Alright, well honestly my problem lies with part B at this point, I am having trouble figuring out what model I should be using (Active, Saturation, Cut-off) etc. Every model I have tried to use has been inconsistent so far. i.e Base current was negative for Active, which I'm not sure is ok.

Thanks

 

[esun]

Okay so you ruled out forward active. Why can't it be in saturation or cut-off? Show me what you derived there.

 

[ussfletcher]

Alright, well for saturation, I thought that Vce would not be equal to Vce(sat) because of the 15v source. i.e 15V + .2v is not equal to .2v

For cut-off it requires Vbe > Vbe(on) (from my notes) which would not be true, because it would be atleast equal if not less than.

Edit:
Hm, i think I found a contradiction in my notes here

 

[ussfletcher]

I now believe that they match the conditions for cut-off.. would this be correct?

 

[esun]

Okay you're starting to get. I think the most important thing to remember about the BJT is that it really is just two pn junctions and that cut-off, saturation, and active are just three combinations of those pn junctions being on/off.

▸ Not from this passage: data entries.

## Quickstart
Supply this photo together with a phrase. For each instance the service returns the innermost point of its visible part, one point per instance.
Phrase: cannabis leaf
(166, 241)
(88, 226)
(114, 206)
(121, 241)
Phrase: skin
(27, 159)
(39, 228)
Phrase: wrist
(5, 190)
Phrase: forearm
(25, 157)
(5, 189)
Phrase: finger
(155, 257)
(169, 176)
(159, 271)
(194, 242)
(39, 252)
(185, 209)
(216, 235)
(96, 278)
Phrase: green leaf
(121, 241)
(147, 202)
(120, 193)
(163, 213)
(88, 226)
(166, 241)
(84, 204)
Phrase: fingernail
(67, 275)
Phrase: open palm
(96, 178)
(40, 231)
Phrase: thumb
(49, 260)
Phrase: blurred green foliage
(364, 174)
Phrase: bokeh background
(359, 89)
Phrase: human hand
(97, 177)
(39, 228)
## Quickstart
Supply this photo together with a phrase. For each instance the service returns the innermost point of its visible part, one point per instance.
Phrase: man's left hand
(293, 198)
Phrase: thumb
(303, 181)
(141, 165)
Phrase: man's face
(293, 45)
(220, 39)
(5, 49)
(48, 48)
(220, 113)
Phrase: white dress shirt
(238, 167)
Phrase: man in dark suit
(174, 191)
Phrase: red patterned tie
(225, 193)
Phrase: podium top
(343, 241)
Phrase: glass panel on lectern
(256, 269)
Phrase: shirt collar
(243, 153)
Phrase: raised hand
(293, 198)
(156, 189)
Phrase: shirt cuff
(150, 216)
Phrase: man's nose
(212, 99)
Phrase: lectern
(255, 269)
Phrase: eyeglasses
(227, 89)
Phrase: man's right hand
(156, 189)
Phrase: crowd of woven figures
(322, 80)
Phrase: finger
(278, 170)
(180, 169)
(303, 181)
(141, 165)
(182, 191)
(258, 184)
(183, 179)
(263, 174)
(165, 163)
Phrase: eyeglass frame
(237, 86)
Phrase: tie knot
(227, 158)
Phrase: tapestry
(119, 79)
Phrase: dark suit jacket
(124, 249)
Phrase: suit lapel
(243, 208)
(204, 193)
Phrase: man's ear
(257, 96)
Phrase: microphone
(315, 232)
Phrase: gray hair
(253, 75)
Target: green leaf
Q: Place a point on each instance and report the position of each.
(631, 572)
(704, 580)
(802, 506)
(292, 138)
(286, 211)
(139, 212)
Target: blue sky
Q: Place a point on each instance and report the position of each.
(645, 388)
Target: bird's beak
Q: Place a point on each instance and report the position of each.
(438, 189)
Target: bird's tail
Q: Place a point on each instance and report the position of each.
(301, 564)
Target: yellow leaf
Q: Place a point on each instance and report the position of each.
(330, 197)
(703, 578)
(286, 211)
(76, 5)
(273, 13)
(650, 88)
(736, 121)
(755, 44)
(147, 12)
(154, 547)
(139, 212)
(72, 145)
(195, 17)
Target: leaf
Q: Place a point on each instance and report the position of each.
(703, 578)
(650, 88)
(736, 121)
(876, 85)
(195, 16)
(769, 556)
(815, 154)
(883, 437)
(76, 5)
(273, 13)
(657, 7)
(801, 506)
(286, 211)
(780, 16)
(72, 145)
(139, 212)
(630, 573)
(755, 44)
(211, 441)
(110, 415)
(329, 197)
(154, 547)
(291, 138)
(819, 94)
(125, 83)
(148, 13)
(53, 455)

So in cut-off both junctions are off. That means very little (or, in approximation, zero) current is being conducted through the junctions. This means I_B and I_C are both approximately zero. How do we verify this is true? We use the assumption that I_B and I_C are zero and solve for V_BE and V_BC and see if they are large enough to turn on their respective junctions.

If I_B = 0, then we can see that V_BE < 0 since 470k < 1M, which satisfies our constraint. If I_C = 0, then V_BC < 0 as well since there will be no drop across the 10k resistor. Therefore the conditions for cut-off are satisfied.

 

[ussfletcher]

So then, would V_ce be 15v? , because I see that that must be > .2v

 

[esun]

Think about it. In cut-off I_C = 0. V_CE comes naturally from that.

I don't see why you think V_CE must be greater than 0.2 V either. Why do you think that?

 

[William Gaatjes]

Did you succeed in your tests ?

If your interested, i always use an ideal version of a transistor to start with.
Then some variables become constants and it is easier to see.

If you take V-be as a constant and assume there is no base current you can simplify things to start with and then afterwards you replace all ideal situations with real life situations and recalculate.
Always write down the b c and e for the base collector and emitter respectively.

Always write down that there is a V-be between base and emitter and with the polarity signs.
Even draw a small diode in parallel with the transistor where anode is B and kathode is E for a NPN BJT (reverse it for a PNP).
When you do that you see you have a lot more information to use.

Ideal :
V-be is always 0,7 Volt seen from the emitter. V-ce (saturation) is 0 Volt.

For example draw up 2 situations :
1, where the transistor is maximal conducting and Ic = V power supply / Rload. Rload = Rc. Rce = 0Ohm. Rce is 0 Ohm because we assumed an ideal transistor with V-ce(saturation) = 0. 0/ I = 0.


See the transistor ce connection as a single resistor of 0 Ohm. And place a virtual volt meter over the rCollector and Rce.
What do you measure ?


2, where no current flows at all. See the transistor ce connection as a resistor with infinite resistance in series with R collector. Then place again a virtual voltmeter over Rcollector and over Rce. What do you measure ?


Sometimes you have to start from the end to get to the beginning.
You know what you want as output. Then when you know this, you calculate back to the input.

And use Ohms law. U = I * R is your best friend here.

I have on purpose left 1 important thing out. ^_^
Why does a transistor conduct a current from collector to emitter ?